Exploring Barriers to Parent-Adolescent Sexual-Risk Communication among Adolescents in Port Harcourt, Nigeria: Adolescents' and Parents' Perspective

ABSTRACT

Background Adolescent risky sexual behaviour is a public health problem with its deleterious outcomes. Parents are the most influential source of sexuality education to adolescent, yet adolescents lack sexuality education. The study explored barriers in parent-adolescent sexual-risk communication from both perspectives in Port-Harcourt LGA, Rivers State, Nigeria.

Materials and Method A cross-sectional study design using explanatory sequential mixed methods approach was implemented. Three hundred and twenty nine in-school adolescents participated in the quantitative study and recruited using multi-stage sampling technique while 9 parents of adolescents and 16 adolescents participated in the qualitative study. A semi-structured administered questionnaire was used to elicit information from the adolescents while an FGD and IDI guide was used to elicit information from in-school adolescents and parents respectively. The qualitative data was analysed using descriptive statistics and chi-square while the qualitative data was subjected to thematic analysis.

Results The mean age of the adolescents was 16.0±1.1 years and 55% were males.
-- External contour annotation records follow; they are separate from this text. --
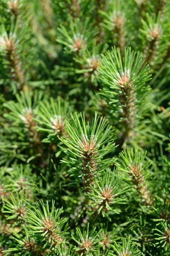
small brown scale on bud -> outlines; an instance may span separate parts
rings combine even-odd
[[[120,48],[121,52],[124,50],[125,44],[125,17],[124,13],[121,12],[114,12],[112,17],[112,23],[116,38],[116,46]]]
[[[113,242],[111,236],[109,234],[105,234],[103,231],[102,233],[102,236],[103,237],[103,239],[99,242],[100,244],[101,244],[104,248],[108,248],[111,243]]]
[[[128,252],[127,249],[124,249],[123,253],[119,253],[120,256],[130,256],[131,255],[131,252]]]
[[[110,186],[105,186],[103,190],[101,190],[100,195],[103,198],[103,201],[101,203],[103,205],[103,210],[104,212],[107,210],[106,203],[111,204],[112,203],[113,199],[115,197],[115,195],[113,193],[113,189]]]
[[[52,241],[52,247],[58,246],[63,242],[64,238],[55,233],[58,228],[51,218],[45,218],[43,220],[42,225],[44,227],[43,231],[46,234],[47,239],[51,239]]]
[[[6,35],[0,38],[0,48],[6,53],[11,78],[17,82],[20,90],[26,83],[21,61],[17,53],[17,41],[14,35],[10,35],[9,37]]]
[[[91,75],[97,72],[99,66],[99,55],[93,55],[91,58],[87,59],[88,64],[82,68],[87,69],[90,69],[91,71],[85,73],[85,76],[90,78]]]
[[[163,234],[163,236],[166,238],[167,243],[170,243],[170,231],[167,229],[164,233]]]
[[[10,195],[10,191],[6,191],[4,186],[0,184],[0,202],[3,198],[7,198]]]
[[[40,134],[35,129],[37,122],[33,120],[34,115],[32,110],[31,108],[26,108],[23,110],[22,114],[19,116],[25,124],[30,140],[32,143],[32,146],[34,144],[41,144]],[[42,148],[40,147],[39,148],[40,152],[42,152]]]
[[[78,34],[75,35],[73,39],[70,41],[69,47],[76,53],[86,48],[86,39],[84,38],[83,35]]]
[[[148,31],[148,37],[150,38],[149,44],[146,48],[144,52],[145,61],[149,64],[152,63],[155,57],[156,53],[159,47],[159,40],[162,35],[161,26],[158,24],[155,24],[154,27],[150,28]]]
[[[96,145],[96,139],[94,138],[94,136],[91,135],[89,140],[84,135],[82,137],[79,145],[81,148],[82,154],[84,157],[82,159],[82,172],[84,175],[83,180],[85,185],[87,188],[90,184],[94,183],[94,178],[97,169],[95,157],[97,155],[96,150],[98,145]]]
[[[26,207],[23,205],[18,206],[14,208],[14,213],[16,214],[17,219],[26,217]]]
[[[35,241],[32,238],[30,240],[27,239],[23,242],[24,247],[22,248],[26,250],[26,251],[28,251],[33,253],[36,253],[37,256],[41,256],[44,255],[43,250],[42,248],[39,248],[38,245],[35,244]]]
[[[50,121],[53,131],[58,131],[58,135],[60,137],[65,131],[65,125],[62,116],[55,115],[54,117],[51,118]]]
[[[141,163],[134,165],[132,162],[129,166],[131,171],[130,175],[131,175],[132,182],[139,192],[139,196],[142,198],[142,201],[147,205],[149,205],[152,204],[153,201],[150,198],[150,192],[145,180],[144,175],[142,173],[142,165]]]
[[[123,137],[128,140],[133,135],[133,130],[135,125],[136,101],[133,81],[130,81],[129,70],[124,69],[120,74],[116,74],[116,78],[114,82],[120,87],[120,95],[121,105],[122,106],[122,117],[123,126]]]
[[[83,255],[86,255],[88,251],[93,251],[93,239],[92,238],[86,238],[85,239],[82,238],[81,240],[81,244],[78,248],[80,249],[79,253]]]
A quarter (21%) of the parents had never discussed sex with their adolescents. The barriers identified from the adolescents’ perspective were parental factors (parents being too busy, judgmental, low knowledge), individual factors (discomfort to initiate communication, lack of trust), religious and cultural factors. The barriers from the parents’ perspective were shame to initiate communication, fear of outcome, feeling children are too young and lack of accurate information.

Conclusion The barriers to parent-adolescent communication featured interplay of parental, individual, cultural and religious factors. Parents should be trained to initiate timely and accurate sexuality education to the adolescent to curb adolescent risky sexual exploitations.

Competing Interest Statement

The authors have declared no competing interest.

Funding Statement

This study did not receive any funding

Author Declarations

I confirm all relevant ethical guidelines have been followed, and any necessary IRB and/or ethics committee approvals have been obtained.

Yes

The details of the IRB/oversight body that provided approval or exemption for the research described are given below:

University of Port Harcourt Office of Research Management and Development (Research Ethics Committee) Approval Number- UPH/CEREMAD/REC/MM74/038

I confirm that all necessary patient/participant consent has been obtained and the appropriate institutional forms have been archived, and that any patient/participant/sample identifiers included were not known to anyone (e.g., hospital staff, patients or participants themselves) outside the research group so cannot be used to identify individuals.

Yes

I understand that all clinical trials and any other prospective interventional studies must be registered with an ICMJE-approved registry, such as ClinicalTrials.gov. I confirm that any such study reported in the manuscript has been registered and the trial registration ID is provided (note: if posting a prospective study registered retrospectively, please provide a statement in the trial ID field explaining why the study was not registered in advance).

Yes

I have followed all appropriate research reporting guidelines, such as any relevant EQUATOR Network research reporting checklist(s) and other pertinent material, if applicable.

Yes

Data Availability

The data that support the findings of this study are not openly available for ethical reasons (underage human participants), and are available from the corresponding author upon reasonable request.